1. Sylvester Stallone
We love him for Rocky but wonder about the rest of his career. How the Italian Stallion went from an underdog Oscar winner to the evil toymaker in Spy Kids 3-D: Game Over (2003) is beyond us. Perhaps that’s why he disappeared from the screen until 2006, when he made a comeback as, you guessed it, Rocky Balboa. We don't have a problem with his devotion to Rocky. The flick was actually pretty good, receiving more critical acclaim than expected. But Stallone took the positive affirmation from moviegoers too far. He quickly followed his successful return by making an unnecessary Rambo sequel and The Expendables, in which the older generation goes to war. The films make money (expect The Expendables 2 in 2012), so don’t count on casting directors to make him stop any time soon.
2. Arnold Schwarzenegger
The former bodybuilder was a natural choice to become an action star in the early '80s. He made a name for himself with hit Conan and Terminator films and surprisingly good performances in Predator and True Lies. Then, as his star was dimming, Schwarzenegger made a graceful exit from the action genre with one last turn in Rise of the Machines. When he became the California Governator, most assumed his acting career was at an end. Au contraire, mon frère. Boredom seems to have set in for the disgraced politician. He's now spending his days on the set of Last Stand, cast as Sheriff Ray Owens and chasing a drug cartel leader to the Mexican border. Expect mucho unrealistic stunts from the aging superhero. Seems like Schwarzenegger gave cinema fans the old bait-and-switch, distracting us with his spin around the political arena, then surprising us with what will likely be one of the worst movies of his career. Last Stand is scheduled to come out next year in the month of January, a time slot where movies go to be critically panned and die.
3. Tom Cruise
Top Gun is a classic. No other film so successfully mixed roaring '80s music, high-flying jet action and awkward beach volleyball matches. But that was 1985. A lot has changed.
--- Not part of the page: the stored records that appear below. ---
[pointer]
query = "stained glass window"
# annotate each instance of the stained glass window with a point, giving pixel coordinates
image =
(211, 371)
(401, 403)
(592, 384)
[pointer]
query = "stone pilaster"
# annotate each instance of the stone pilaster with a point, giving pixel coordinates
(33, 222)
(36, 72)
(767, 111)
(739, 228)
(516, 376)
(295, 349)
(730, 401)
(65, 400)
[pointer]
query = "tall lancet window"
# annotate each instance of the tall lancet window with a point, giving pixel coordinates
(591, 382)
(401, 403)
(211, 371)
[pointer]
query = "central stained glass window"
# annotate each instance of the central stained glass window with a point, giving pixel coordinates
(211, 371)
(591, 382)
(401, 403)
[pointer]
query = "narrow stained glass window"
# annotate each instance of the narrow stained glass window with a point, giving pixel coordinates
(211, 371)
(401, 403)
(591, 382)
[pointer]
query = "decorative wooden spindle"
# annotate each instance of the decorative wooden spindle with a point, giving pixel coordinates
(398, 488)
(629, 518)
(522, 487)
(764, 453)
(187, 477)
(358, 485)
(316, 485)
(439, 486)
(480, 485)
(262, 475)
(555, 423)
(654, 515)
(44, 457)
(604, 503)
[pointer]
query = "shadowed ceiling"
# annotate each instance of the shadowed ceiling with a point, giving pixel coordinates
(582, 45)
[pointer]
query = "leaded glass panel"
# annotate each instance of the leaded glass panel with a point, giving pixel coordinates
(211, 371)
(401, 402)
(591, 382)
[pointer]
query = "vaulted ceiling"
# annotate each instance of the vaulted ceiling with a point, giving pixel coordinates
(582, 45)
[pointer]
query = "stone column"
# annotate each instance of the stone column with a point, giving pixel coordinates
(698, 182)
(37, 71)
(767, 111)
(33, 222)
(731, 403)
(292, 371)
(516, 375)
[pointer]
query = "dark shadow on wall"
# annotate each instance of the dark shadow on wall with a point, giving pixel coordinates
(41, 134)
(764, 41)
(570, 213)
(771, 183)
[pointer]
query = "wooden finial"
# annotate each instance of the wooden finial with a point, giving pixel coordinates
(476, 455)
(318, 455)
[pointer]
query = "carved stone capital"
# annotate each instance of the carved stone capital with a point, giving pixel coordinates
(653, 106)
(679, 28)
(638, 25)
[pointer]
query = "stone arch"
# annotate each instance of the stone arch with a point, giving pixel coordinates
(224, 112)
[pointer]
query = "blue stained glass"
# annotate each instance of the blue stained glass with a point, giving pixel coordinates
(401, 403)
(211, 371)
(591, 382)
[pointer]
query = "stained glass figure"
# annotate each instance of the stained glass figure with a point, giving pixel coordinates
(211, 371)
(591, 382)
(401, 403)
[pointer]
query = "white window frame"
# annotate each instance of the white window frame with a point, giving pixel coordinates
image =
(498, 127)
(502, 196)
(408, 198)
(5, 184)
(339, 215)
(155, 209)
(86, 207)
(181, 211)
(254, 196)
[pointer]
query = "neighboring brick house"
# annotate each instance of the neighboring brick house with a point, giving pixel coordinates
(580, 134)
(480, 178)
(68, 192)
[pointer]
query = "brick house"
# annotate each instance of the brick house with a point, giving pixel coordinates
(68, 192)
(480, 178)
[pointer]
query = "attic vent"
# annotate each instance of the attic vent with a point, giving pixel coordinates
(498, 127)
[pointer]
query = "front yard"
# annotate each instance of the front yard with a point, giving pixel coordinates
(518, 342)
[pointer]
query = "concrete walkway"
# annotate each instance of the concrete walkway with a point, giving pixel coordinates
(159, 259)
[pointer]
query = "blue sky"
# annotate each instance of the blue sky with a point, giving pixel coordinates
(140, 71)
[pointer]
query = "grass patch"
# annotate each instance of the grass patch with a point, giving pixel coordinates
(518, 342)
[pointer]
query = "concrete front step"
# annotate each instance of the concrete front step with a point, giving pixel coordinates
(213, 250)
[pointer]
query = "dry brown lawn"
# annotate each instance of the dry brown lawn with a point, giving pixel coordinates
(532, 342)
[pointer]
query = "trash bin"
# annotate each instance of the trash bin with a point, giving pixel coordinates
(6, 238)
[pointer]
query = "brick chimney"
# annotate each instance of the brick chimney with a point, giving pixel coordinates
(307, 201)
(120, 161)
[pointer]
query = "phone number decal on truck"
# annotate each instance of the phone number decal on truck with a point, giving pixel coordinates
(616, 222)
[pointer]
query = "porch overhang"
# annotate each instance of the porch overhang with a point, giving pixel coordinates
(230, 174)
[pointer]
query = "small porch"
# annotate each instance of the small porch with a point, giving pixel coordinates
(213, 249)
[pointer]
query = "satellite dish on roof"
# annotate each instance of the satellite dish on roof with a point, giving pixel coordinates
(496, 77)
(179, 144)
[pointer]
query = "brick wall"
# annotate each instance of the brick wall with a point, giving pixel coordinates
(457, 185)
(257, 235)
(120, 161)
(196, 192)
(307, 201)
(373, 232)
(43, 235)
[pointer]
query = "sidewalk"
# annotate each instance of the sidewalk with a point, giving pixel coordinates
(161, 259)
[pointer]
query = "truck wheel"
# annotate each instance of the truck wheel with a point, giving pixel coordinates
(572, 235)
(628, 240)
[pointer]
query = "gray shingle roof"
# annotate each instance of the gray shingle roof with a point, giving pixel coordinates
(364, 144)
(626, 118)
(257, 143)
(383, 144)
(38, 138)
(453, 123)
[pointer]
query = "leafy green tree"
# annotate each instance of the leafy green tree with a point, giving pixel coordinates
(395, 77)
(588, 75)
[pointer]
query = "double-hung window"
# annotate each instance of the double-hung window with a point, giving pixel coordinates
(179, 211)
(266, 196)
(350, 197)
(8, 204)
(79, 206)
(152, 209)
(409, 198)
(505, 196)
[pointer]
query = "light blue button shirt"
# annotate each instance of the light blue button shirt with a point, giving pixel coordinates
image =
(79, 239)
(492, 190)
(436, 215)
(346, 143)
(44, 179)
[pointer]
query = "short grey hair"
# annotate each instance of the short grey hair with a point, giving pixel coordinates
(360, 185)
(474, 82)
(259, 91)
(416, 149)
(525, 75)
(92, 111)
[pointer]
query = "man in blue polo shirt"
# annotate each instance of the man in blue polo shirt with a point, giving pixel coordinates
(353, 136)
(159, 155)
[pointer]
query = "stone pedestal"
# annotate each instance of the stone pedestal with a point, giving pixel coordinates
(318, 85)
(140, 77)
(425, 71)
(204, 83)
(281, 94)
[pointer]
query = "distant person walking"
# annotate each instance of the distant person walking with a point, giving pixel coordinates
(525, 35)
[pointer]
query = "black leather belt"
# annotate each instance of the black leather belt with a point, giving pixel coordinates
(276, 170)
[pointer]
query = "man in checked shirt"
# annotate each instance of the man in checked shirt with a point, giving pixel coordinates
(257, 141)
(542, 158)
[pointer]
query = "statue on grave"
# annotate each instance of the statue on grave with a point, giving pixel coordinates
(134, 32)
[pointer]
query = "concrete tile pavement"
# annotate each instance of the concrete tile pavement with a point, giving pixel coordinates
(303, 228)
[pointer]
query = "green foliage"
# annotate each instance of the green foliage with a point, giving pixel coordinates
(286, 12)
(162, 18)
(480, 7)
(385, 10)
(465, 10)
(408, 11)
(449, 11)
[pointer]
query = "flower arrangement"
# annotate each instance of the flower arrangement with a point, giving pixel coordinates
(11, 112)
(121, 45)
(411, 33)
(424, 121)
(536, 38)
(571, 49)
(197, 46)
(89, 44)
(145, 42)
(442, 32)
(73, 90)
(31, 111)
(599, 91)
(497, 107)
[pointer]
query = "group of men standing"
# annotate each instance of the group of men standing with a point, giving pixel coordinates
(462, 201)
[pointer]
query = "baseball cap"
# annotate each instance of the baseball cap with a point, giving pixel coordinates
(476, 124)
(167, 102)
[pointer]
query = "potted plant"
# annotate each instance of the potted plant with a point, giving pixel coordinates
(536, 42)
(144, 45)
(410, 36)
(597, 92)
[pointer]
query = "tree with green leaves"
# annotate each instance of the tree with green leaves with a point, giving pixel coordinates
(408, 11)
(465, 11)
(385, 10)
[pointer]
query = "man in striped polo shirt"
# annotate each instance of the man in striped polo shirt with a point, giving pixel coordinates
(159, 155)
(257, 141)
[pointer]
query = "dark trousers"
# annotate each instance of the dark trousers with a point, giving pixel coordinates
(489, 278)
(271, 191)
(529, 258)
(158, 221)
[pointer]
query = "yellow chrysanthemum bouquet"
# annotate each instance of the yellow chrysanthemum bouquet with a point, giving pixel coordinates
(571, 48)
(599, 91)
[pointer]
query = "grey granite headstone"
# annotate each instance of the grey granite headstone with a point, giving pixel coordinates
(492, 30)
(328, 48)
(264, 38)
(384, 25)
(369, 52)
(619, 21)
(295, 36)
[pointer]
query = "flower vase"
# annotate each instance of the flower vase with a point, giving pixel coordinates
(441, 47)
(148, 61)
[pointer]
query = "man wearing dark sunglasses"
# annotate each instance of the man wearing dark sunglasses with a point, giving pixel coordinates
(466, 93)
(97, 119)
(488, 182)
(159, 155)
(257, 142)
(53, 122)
Tom Cruise’s action career has seen the creation of The Simpsons, the fall of the Berlin Wall and the rise of apps that pit cartoon birds against cartoon pigs. Yet he just released a fourth Mission Impossible movie, 26 years after Top Gun. By all accounts, Ghost Protocol is actually pretty good; critics have given it an average 73 rating on Metacritic, “generally favorable reviews.” That’s why we’re only giving Cruise a warning. He needs to realize the end is near for his action career. In fact, now would be a good time quit making action movies. Otherwise, he’ll be in danger of Brett Favre-ing the rest of his acting career.
4. Vin Diesel
Vin Diesel has made his action career off of one franchise, Fast & Furious. A sixth one is on the way. For better or worse, the Fast & Furious flicks have been booming blockbuster hits. So it’s no surprise Diesel clings to the series. However, this guy also starred in The Pacifier, generally considered a disaster. And we haven’t forgiven him for xXx. Not that the film was completely terrible, but it led to a Diesel-less sequel starring Ice Cube, who couldn’t possibly have been more out of place. To convince fans to start taking him seriously (he was great in Find Me Guilty), Diesel needs to stop with the action nonsense. Now.
5. Mel Gibson
His troubled personal life aside, Mel Gibson was a great action star. Love him or hate him, you cannot deny his success in films like Braveheart and the Lethal Weapon series, even if the latter lasted longer than it should have. But after taking a break from the action genre, Gibson returned amid controversy with Edge of Darkness. It’s not a bad action movie, but it did not need to be made. And this spring he’s set to release How I Spent My Summer Vacation, which is listed as an action-drama. Based on the plot description on imdb.com, it’s not clear whether Gibson will play a typical gung-ho weapons enthusiast or a more dynamic role. We’ll have to wait and see, while hoping he realizes the days of Martin Riggs and William Wallace are long gone.